If there is going to be a show held near you I would recommend going and checking out the vendors as well. There are very often booths with good quality scissors. Personally, I find that shears really have to fit my hand well for me to be comfortable using them the length of time it takes to put a dog in full trim, and the only way to get feel for that is to hold them and fiddle around with them a bit--kind of like buying shoes--just one of those things that is better to actually try on. Print off the pricing and options on some of the recommended brands so you have a point of reference--if PetEdge has the same item at a better price, you can use your printoff to negotiate, or else just order from PetEdge once you know it will work for you. For other gear, yeah, Petedge has the best pricing going.


----------



## goldensrbest (Dec 20, 2007)

Libertyme. , she gave me a name for grooming tables, I just love mine, I have forgot the name.


----------



## havana13 (Jul 15, 2012)

*Geib Gator*

The Geib Gators are a great shear. They are less than $60 and are well made (in the U.S.). I have a few pairs of them and actually like them better than my $200 Talyns. You'd probably want a 7.5 or 8.5" straight. Thinners can be more tricky to buy without feeling them because everyone applies different pressure. I like the Heritage 42 Tooth Thinners. You don't want the 26 tooth blenders for a golden. 
I have the Pet Edge stationary table with adjustable legs and it works well for my goldens. You probably need at least a 36" X 24" table. The foldable Grooming arms are better than the regular grooming arm because the clamp is stronger and better quality.


----------



## JayBen (Aug 30, 2012)

sterregold said:


> If there is going to be a show held near you I would recommend going and checking out the vendors as well. There are very often booths with good quality scissors. Personally, I find that shears really have to fit my hand well for me to be comfortable using them the length of time it takes to put a dog in full trim, and the only way to get feel for that is to hold them and fiddle around with them a bit--kind of like buying shoes--just one of those things that is better to actually try on. Print off the pricing and options on some of the recommended brands so you have a point of reference--if PetEdge has the same item at a better price, you can use your printoff to negotiate, or else just order from PetEdge once you know it will work for you. For other gear, yeah, Petedge has the best pricing going.

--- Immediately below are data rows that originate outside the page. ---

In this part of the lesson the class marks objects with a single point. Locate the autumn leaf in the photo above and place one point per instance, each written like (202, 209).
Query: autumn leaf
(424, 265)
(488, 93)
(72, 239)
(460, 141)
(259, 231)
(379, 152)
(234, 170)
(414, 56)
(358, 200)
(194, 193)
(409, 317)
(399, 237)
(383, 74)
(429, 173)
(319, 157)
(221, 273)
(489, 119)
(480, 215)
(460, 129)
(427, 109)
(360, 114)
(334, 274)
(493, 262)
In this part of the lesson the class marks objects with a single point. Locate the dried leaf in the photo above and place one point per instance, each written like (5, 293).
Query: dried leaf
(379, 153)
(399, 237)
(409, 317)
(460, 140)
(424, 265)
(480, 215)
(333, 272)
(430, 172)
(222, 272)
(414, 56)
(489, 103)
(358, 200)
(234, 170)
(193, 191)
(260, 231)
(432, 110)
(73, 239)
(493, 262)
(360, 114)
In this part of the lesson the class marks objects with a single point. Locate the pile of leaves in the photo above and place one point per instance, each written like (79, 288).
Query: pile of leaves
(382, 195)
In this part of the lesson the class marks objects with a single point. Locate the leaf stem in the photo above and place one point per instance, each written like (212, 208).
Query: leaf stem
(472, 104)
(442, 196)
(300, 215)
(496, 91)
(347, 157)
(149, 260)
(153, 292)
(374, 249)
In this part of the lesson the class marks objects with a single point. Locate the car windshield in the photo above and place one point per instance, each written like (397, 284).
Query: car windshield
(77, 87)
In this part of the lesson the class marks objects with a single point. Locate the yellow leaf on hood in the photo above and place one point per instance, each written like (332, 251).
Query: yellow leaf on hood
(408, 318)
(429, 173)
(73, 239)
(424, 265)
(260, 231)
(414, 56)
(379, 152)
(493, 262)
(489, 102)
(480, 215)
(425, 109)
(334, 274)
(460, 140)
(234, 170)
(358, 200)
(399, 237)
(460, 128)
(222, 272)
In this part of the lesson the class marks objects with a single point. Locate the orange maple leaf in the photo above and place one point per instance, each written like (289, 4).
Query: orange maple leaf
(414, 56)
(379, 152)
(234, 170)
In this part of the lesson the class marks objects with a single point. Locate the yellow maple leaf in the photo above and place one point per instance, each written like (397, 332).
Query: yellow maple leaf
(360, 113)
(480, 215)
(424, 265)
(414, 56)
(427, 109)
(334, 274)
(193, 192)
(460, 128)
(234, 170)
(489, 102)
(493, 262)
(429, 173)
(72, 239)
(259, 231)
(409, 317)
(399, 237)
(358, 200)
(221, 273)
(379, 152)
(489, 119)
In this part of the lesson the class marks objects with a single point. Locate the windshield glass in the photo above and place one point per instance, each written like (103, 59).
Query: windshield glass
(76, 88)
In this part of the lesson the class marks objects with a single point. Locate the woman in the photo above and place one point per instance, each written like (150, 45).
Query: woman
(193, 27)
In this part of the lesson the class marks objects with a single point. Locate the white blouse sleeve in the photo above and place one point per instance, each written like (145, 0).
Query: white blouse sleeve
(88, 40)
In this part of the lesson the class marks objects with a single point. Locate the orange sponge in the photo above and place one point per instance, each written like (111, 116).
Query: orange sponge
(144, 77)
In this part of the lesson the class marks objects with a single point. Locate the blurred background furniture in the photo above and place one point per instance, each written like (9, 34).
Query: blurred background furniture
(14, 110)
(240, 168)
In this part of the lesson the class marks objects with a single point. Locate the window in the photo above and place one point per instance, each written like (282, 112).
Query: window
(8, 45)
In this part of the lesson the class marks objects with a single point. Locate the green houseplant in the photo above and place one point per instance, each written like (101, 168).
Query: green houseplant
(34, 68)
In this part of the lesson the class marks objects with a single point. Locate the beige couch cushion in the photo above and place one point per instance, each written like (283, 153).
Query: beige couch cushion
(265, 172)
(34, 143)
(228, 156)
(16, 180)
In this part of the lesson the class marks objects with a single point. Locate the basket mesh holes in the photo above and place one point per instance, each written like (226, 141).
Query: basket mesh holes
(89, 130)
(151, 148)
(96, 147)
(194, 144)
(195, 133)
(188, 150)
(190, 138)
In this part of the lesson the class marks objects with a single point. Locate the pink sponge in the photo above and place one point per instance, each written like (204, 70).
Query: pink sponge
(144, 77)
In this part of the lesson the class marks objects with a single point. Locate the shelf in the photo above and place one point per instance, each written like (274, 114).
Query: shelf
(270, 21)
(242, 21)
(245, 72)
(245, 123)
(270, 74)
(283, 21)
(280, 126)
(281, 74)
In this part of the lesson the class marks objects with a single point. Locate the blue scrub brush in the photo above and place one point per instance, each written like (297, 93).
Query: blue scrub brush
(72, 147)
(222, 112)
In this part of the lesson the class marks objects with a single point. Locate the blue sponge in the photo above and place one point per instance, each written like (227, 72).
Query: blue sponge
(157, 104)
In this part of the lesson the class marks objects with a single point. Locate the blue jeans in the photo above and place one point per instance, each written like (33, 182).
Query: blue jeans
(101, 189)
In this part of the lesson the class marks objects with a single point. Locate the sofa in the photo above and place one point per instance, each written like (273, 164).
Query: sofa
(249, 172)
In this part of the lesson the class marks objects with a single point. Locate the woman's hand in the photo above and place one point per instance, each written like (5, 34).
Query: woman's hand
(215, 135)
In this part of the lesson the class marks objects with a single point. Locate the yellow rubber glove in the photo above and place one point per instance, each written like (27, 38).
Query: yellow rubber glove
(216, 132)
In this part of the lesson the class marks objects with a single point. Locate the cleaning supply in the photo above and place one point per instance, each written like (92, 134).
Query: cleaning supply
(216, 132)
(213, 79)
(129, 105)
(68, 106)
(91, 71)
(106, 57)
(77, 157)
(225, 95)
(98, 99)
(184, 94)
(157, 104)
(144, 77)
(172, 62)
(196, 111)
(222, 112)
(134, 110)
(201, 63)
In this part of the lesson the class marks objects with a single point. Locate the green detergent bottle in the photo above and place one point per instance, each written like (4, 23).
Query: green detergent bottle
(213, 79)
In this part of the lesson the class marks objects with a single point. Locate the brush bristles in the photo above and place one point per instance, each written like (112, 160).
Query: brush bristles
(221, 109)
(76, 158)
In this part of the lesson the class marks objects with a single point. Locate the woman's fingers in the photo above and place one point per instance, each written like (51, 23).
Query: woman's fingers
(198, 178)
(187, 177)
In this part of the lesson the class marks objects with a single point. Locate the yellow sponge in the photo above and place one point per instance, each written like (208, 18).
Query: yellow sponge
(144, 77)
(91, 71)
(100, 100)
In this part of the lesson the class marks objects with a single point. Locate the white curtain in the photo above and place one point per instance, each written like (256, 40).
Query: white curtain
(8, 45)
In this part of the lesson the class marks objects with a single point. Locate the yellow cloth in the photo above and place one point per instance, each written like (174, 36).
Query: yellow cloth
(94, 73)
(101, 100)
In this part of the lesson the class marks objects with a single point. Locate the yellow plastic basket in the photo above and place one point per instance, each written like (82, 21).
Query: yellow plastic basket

I actually went to a show last week on a Friday hoping to check out some vendors. No luck. Apparently Sunday was the main day and I just couldn't get there. Monday I ordered a pair of Geib Gator 7 1/2'' straight shears. They came in the other day and feel very nice. I'm happy with them. I think I'm going to go with Roseline for the thinners as the price is very reasonable and I hear good things about them. 

Anyone have any experience with Isle of Dogs shampoo's ? Looking to get a quality shampoo as well.


----------



## AmbikaGR (Dec 31, 2007)

I am a big fan of the 44-20 thinning shears. And below is a link to the best price I have found for them, plus free shipping.

44/20 Thinning Shears


----------



## nolefan (Nov 6, 2009)

AmbikaGR said:


> I am a big fan of the 44-20 thinning shears. And below is a link to the best price I have found for them.
> 
> 44/20 Thinning Shears



THank you Hank. I like the more natural way both you and Sterregold have your dogs groomed, I will take a look at the link since I need tools. Do you have any other suggestions for the reasonable beginnings of a useful grooming kit? Ellie has standards to live up to  (I've been meaning to friend you on facebook - she is Oriana's little sister


----------



## SheetsSM (Jan 17, 2008)

JayBen said:


> Anyone have any experience with Isle of Dogs shampoo's ? Looking to get a quality shampoo as well.


I love the IoD shampoo & conditioner. I foster goldens who come in with some pretty bad coats--a good diet plus weekly baths with IoD shampoo (Royal Jelly) and their nutrient conditioning masque transforms the coat in no time.


----------



## AmbikaGR (Dec 31, 2007)

My "grooming kit" consists of 
44/20 thinners
CHEAP pair of straight shears I got for $20 at a local pet store 
Dremel grinder for nails - which is about 15 years old and should bbe replaced
Comb - medium to fine tooth
Homemade ear cleaning solution

end of list


----------